A assessoria da Polícia Militar informa que equipes faziam policiamento “pela Rua Antônio João, nas imediações da Comunidade da Tinta, em Cordovil, quando criminosos armados atacaram a tiros a guarnição. Houve confronto, e um suspeito foi atingido. Com o homem, que era evadido do sistema prisional, foram apreendidos um rádio comunicador, 60 papelotes de maconha, 15 papelotes de cocaína e R$ 39, em espécie. Em continuidade a ação, os policiais seguiram até um valão próximo, onde os demais criminosos pularam durante a fuga. No córrego, foram apreendidos uma pistola calibre 9mm e três carregadores com 31 munições.
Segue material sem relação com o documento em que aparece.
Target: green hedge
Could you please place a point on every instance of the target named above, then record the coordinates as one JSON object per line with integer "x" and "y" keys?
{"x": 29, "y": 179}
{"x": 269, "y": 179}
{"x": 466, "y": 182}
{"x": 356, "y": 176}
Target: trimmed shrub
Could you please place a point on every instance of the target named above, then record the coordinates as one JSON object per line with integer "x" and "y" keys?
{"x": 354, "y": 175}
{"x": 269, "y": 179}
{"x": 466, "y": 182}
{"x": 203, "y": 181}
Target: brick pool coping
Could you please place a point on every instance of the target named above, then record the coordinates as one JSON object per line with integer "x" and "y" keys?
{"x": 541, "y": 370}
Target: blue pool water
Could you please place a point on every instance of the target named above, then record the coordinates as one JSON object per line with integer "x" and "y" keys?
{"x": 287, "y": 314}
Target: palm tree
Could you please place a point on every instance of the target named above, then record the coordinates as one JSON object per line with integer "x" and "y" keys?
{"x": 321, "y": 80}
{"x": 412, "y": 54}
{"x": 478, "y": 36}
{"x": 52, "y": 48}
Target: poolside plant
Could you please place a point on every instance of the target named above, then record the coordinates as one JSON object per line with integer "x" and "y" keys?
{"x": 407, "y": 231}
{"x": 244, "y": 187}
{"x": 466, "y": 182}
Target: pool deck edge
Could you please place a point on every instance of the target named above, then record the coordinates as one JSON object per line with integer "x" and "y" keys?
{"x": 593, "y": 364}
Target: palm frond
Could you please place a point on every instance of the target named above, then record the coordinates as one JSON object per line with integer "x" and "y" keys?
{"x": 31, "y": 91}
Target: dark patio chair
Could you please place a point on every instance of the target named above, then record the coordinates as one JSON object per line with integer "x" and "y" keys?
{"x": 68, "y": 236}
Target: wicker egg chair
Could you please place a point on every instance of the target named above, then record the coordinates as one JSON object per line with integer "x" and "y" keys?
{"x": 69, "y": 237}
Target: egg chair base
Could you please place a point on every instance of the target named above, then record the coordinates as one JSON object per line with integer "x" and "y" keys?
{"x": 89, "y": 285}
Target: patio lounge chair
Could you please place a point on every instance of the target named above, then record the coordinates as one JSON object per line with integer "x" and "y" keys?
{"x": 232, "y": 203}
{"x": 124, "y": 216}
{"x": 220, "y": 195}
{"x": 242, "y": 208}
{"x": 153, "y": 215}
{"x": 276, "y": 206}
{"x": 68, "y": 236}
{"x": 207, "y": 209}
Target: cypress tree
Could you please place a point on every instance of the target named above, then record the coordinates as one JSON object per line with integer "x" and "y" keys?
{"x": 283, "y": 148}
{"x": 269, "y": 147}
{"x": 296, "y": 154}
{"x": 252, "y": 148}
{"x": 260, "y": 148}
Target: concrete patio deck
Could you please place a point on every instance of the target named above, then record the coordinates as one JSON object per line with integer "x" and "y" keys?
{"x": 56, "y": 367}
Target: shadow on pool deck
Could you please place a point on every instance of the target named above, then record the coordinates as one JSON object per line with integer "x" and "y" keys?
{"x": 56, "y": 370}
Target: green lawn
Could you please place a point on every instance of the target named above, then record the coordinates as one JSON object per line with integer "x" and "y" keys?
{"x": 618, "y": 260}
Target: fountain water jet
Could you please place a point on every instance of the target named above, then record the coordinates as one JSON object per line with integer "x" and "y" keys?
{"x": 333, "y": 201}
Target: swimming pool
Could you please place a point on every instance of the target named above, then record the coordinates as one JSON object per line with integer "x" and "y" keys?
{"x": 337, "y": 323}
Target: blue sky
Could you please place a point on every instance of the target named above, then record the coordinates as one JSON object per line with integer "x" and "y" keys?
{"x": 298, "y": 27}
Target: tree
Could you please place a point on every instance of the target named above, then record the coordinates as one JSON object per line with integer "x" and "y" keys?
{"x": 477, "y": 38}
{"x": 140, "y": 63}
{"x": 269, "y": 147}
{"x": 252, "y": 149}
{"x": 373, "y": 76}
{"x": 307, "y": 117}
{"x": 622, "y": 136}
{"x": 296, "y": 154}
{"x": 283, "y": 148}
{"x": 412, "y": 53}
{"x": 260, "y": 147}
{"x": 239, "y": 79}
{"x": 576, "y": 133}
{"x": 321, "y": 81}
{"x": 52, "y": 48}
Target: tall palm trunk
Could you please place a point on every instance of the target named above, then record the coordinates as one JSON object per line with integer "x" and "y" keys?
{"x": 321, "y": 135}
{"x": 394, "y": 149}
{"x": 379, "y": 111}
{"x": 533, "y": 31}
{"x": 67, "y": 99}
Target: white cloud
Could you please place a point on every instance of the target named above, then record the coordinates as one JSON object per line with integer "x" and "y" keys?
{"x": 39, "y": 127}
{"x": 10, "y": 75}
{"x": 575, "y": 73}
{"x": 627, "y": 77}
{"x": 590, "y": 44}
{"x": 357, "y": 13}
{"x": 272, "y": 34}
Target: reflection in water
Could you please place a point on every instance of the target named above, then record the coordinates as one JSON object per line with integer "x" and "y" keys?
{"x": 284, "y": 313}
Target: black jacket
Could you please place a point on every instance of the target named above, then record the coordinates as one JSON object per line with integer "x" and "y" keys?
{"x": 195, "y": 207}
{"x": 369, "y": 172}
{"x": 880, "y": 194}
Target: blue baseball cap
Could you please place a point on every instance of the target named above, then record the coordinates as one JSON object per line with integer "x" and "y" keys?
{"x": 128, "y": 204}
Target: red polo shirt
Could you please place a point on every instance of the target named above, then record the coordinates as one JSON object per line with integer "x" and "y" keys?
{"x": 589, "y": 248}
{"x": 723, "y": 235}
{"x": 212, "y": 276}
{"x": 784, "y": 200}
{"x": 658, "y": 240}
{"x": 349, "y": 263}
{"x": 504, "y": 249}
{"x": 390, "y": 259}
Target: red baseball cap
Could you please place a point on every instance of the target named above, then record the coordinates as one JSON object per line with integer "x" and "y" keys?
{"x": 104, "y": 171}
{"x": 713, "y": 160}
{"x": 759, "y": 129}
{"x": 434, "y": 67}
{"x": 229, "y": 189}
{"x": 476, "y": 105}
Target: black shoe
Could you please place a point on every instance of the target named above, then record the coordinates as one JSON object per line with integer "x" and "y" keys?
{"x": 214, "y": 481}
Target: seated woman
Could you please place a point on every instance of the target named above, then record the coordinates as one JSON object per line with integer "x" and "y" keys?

Posteriormente, as equipes foram informadas de que um homem atingido por disparo de arma de fogo deu entrada no Hospital Estadual Getúlio Vargas, na Penha, onde não resistiu aos ferimentos”.

Em outra nota, a PM afirma que “a 1ª Delegacia de Polícia Judiciária Militar (DPJM) já instaurou um Inquérito Policial Militar para apurar todas as circunstâncias do caso”.

Durante protesto, Caroline Camargo da Silva, irmã de Cauã, segura a blusa que o jovem usava no momento em que foi morto com um tiro
Durante protesto, Caroline Camargo da Silva, irmã de Cauã, segura a blusa que o jovem usava no momento em que foi morto com um tiro Foto: Brenno Carvalho / Agência O Globo

A Delegada de Homicídios da Capital (DHC) vai ouvir nos próximos dias amigos e parentes do jovem. Além disso, os militares serão intimados a prestarem depoimento. A Civil quer saber se houve ou não tiroteios. Além disso, a DHC fará uma perícia nas armas dos PMs.

Os militares foram afastados das ruas.

Manifestação e ônibus queimados

Após a morte do jovem, moradores protestam pela rua da comunidade e chegaram a atear fogo em um ônibus que circula na Estrada do Quitungo, em Cordovil, em protesto. Na manhã desta terça-feira, os moradores voltaram a protestar e novamente queimaram um ônibus.

Cerca de 100 pessoas, com faixas e cartazes, andam pelas ruas de Brás de Pina e Vila da Penha, cobrando justiça pela morte de Cauã da Silva. Viaturas da PM acompanham a manifestação. Horas antes, três ônibus já haviam sido incendiados na Estrada do Quitungo. Por segurança, a CET-Rio interditou a via. O ato é comandado pela Frente Favela Brasil.

Entre parentes e amigos do jovem que participam da manifestação, Edineise Cristina Soares, avó de Cauã, caminhou segurando a faixa laranja do uniforme de jiu-jitsu do neto e um cartaz com pedido por justiça pelo assassinato.

— Dá força para todos nós porque nós precisamos de força. Porque o que eles fizeram foi uma covardia com o meu neto. Tiraram a vida do meu neto e jogaram num rio. São covardes — disse Edineise, enquanto caminhava.

“Presente, Cauã” gritava o grupo enquanto andava pelas ruas segurando cartazes.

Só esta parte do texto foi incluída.